# From Texts to Numeric Vectors

In [None]:
import seaborn as sns
sns.set_context("talk")

from sklearn.feature_extraction.text import CountVectorizer

In [None]:
corpus = ['Time flies like an arrow.', 'Fruit flies like a banana.']

The default tokenizer suppresses single-character tokens.

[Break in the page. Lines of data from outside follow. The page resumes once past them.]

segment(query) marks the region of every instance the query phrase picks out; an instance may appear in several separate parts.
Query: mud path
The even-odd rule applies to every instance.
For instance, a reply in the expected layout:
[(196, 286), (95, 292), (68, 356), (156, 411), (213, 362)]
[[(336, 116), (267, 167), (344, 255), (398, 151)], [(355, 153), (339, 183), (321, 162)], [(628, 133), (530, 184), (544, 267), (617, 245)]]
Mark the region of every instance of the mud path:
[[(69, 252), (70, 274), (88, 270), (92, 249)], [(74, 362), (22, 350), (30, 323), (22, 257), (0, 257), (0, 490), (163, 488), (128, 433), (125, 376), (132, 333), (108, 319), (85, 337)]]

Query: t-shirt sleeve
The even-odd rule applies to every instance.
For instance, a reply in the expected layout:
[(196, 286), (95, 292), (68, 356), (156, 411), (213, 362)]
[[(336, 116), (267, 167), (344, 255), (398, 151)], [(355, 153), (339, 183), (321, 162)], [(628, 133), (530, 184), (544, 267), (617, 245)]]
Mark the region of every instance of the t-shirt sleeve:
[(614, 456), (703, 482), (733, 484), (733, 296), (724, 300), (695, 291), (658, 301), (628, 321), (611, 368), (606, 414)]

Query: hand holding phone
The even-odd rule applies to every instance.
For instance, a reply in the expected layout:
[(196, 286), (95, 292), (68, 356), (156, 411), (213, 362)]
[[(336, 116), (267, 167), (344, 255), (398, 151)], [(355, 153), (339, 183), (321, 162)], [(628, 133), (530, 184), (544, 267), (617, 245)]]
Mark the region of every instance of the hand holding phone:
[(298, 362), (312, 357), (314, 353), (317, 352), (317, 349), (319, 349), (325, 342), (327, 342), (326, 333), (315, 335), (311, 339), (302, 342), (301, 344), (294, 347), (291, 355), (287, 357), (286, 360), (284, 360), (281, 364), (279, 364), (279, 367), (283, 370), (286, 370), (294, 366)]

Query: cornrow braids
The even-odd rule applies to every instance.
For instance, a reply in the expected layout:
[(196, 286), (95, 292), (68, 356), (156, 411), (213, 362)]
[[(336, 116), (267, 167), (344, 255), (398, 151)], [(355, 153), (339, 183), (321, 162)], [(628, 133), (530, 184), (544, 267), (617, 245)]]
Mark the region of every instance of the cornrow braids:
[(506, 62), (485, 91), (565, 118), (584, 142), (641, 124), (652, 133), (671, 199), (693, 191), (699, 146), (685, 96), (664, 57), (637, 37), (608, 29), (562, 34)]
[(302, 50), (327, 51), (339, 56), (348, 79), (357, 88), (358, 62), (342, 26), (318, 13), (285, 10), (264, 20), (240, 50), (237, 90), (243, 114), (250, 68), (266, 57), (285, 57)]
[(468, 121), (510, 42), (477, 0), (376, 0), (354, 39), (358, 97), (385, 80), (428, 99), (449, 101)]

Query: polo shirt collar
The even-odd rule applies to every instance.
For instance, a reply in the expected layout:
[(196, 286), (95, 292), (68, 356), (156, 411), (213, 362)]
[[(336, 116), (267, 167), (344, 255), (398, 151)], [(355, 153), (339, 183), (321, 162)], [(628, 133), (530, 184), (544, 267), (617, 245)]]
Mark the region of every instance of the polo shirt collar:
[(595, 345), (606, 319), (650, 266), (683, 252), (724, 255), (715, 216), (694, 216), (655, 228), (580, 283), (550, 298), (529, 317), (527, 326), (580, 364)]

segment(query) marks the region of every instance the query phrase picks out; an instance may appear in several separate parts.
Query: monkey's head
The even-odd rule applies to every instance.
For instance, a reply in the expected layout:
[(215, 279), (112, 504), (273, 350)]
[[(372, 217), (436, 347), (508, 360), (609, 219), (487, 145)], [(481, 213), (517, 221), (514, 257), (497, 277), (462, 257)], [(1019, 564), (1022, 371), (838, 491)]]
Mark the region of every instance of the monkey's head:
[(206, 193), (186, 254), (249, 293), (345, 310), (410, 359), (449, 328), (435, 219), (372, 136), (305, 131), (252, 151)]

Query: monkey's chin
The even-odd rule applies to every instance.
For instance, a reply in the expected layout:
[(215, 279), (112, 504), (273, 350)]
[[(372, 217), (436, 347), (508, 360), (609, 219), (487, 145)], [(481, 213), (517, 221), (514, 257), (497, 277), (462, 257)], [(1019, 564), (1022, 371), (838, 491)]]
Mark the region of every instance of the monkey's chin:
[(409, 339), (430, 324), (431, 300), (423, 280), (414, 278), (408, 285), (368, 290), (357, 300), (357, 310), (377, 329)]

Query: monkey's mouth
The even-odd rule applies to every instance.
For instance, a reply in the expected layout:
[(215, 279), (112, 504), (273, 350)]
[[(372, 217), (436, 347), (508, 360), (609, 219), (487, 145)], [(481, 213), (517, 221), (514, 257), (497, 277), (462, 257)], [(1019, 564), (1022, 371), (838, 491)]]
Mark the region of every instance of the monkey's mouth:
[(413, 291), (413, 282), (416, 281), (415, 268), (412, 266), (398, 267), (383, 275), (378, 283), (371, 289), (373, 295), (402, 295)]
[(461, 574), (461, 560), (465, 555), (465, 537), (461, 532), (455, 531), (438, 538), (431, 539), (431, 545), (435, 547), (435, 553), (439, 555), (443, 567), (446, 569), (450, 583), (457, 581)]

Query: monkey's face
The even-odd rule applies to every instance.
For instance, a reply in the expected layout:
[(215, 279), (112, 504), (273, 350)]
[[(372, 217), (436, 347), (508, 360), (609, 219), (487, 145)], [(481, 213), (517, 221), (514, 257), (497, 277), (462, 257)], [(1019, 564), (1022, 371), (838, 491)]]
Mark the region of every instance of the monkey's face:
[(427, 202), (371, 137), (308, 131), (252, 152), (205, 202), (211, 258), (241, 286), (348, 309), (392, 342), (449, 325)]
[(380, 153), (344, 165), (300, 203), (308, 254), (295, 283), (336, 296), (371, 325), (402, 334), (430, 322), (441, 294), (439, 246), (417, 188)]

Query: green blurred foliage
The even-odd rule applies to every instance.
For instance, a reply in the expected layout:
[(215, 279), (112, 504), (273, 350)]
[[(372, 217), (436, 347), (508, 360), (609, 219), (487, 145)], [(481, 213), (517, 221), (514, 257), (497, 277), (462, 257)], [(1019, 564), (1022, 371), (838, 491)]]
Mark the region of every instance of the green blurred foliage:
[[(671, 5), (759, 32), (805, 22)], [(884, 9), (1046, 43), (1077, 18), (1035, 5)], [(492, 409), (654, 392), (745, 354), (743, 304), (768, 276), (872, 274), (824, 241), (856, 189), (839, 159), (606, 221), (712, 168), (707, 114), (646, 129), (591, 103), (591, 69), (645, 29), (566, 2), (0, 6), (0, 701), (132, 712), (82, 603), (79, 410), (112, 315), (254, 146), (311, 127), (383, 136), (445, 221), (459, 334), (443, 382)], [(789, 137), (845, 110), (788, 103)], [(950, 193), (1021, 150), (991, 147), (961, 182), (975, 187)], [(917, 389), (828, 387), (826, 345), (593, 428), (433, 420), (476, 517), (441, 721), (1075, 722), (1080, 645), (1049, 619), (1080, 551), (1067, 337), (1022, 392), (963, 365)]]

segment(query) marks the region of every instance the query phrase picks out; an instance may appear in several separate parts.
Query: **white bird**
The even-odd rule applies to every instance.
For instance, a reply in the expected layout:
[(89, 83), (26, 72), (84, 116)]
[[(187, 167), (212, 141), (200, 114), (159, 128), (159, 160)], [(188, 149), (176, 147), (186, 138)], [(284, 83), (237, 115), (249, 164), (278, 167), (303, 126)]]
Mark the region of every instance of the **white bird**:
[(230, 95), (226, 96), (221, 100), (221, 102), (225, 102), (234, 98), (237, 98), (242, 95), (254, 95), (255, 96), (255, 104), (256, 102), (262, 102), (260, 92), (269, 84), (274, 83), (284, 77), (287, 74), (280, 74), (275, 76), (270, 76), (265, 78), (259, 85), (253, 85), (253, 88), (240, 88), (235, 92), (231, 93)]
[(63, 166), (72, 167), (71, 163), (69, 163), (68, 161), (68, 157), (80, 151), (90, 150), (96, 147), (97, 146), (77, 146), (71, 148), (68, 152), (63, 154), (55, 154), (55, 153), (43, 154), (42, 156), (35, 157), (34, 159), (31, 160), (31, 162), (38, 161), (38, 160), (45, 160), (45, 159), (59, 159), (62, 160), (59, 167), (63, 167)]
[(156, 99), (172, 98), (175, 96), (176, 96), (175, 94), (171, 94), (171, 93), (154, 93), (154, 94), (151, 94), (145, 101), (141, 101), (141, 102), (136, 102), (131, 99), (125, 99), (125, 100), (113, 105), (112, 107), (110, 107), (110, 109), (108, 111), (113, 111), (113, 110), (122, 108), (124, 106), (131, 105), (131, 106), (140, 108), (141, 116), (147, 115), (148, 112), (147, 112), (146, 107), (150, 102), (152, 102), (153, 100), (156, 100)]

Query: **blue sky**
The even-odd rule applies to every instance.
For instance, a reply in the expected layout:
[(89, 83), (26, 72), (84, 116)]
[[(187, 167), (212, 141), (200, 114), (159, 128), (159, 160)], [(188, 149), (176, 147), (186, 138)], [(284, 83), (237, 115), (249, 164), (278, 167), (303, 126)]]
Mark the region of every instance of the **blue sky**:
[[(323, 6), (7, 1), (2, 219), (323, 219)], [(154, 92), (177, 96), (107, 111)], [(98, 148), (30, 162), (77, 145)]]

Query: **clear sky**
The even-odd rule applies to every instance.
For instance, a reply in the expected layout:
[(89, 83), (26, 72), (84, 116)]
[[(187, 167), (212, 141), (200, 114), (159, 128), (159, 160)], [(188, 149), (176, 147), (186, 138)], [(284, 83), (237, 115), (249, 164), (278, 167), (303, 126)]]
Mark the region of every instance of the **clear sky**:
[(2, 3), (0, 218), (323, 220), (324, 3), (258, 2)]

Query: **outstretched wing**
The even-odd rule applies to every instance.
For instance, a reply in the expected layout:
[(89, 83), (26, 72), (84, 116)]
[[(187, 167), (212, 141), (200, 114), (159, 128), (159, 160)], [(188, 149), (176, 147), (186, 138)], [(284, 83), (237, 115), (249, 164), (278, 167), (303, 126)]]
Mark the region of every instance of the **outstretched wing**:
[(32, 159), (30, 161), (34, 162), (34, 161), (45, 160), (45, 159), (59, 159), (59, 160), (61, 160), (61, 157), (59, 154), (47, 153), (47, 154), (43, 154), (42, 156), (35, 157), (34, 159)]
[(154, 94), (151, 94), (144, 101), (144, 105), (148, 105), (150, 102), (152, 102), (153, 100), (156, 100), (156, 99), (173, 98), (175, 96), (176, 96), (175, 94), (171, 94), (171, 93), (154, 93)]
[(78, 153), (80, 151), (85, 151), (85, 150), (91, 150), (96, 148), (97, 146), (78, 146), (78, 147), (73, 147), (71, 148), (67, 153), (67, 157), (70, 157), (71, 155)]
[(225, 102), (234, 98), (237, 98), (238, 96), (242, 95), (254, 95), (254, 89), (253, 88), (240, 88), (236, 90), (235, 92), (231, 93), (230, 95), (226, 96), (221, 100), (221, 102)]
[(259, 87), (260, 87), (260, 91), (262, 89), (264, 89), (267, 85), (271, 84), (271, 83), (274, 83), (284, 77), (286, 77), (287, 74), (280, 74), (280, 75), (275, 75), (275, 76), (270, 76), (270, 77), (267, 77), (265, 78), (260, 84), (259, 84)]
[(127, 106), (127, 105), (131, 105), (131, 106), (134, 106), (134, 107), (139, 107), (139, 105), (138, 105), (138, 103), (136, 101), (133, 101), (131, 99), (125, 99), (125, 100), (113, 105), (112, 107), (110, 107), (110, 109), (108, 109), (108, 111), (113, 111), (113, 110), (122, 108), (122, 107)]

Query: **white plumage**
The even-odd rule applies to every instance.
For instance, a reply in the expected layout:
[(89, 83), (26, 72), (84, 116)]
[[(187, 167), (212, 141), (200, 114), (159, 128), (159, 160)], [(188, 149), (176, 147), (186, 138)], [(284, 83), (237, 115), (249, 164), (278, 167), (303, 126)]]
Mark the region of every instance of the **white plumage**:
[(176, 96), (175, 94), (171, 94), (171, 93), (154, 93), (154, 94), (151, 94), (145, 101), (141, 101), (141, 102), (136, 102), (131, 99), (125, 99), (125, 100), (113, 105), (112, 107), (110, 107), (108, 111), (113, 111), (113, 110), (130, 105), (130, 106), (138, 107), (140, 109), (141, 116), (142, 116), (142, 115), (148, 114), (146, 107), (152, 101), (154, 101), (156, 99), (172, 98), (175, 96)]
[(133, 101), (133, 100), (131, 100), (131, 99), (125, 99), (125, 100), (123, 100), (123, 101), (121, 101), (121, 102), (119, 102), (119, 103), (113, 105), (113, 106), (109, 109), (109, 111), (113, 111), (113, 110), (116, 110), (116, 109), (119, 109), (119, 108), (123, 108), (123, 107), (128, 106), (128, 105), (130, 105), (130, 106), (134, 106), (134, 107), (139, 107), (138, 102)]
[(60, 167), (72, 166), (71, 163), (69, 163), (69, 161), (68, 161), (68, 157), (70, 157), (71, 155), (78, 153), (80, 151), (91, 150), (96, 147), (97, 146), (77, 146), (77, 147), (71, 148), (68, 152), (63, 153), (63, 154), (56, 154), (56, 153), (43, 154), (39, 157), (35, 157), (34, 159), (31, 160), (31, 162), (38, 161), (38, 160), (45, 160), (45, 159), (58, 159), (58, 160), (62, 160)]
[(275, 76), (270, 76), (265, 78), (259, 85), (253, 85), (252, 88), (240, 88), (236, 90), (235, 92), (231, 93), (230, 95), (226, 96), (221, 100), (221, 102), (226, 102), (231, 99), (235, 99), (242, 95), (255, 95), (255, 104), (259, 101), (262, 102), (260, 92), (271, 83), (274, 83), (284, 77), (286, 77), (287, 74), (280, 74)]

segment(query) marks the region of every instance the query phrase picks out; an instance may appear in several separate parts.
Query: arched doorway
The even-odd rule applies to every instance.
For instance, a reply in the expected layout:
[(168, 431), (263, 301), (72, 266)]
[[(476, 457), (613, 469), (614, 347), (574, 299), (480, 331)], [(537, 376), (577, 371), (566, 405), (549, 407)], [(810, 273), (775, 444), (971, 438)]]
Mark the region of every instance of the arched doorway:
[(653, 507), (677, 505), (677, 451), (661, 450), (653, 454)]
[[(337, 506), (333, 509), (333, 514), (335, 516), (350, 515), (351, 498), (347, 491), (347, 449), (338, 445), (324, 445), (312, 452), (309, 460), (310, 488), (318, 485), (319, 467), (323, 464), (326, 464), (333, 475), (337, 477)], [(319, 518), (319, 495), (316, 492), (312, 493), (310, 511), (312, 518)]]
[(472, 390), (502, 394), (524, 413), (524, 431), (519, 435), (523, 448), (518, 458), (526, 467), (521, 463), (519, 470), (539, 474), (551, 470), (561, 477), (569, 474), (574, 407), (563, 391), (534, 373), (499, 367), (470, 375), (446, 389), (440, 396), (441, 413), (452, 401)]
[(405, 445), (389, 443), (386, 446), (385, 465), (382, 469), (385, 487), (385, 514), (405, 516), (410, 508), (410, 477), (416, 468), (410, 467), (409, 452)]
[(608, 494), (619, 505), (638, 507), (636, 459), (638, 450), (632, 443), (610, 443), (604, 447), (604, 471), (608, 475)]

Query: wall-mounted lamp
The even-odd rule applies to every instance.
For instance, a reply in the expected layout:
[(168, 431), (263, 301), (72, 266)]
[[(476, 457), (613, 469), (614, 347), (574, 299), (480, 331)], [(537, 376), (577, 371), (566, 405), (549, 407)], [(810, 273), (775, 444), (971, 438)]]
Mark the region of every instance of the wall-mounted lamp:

Let's modify it a bit in order to keep all words.

In [None]:
one_hot_vectorizer = CountVectorizer(token_pattern=r'(?u)\b\w+\b',binary=True)
one_hot_vectorizer

Apply the set-of-words vectorizer to our corpus

In [None]:
one_hot = one_hot_vectorizer.fit_transform(corpus)
print(one_hot.toarray())

Let's have some fun and show the one-hot-vectors one heat map...

In [None]:
sns.heatmap(one_hot.toarray(), annot=True, cmap="Reds",cbar=False, 
    xticklabels=one_hot_vectorizer.get_feature_names(), 
    yticklabels=[s[0:5]+"…" for s in corpus])

## Apply to new unseen test data
Applying the transformation to unseen texts. Just ignoring the out-of-vocabulary items is the proper way of doing it.

In [None]:
test_corpus = ['Fruit flies like an apple.']

In [None]:
one_hot_test = one_hot_vectorizer.transform(test_corpus)
print(one_hot_test.toarray())

In [None]:
sns.heatmap(one_hot_test.toarray(), annot=True, cmap="Reds",
cbar=False, xticklabels=one_hot_vectorizer.get_feature_names(), yticklabels=[s[0:5]+"…" for s in test_corpus])

You see... no apples here

In [None]:
help(one_hot_vectorizer)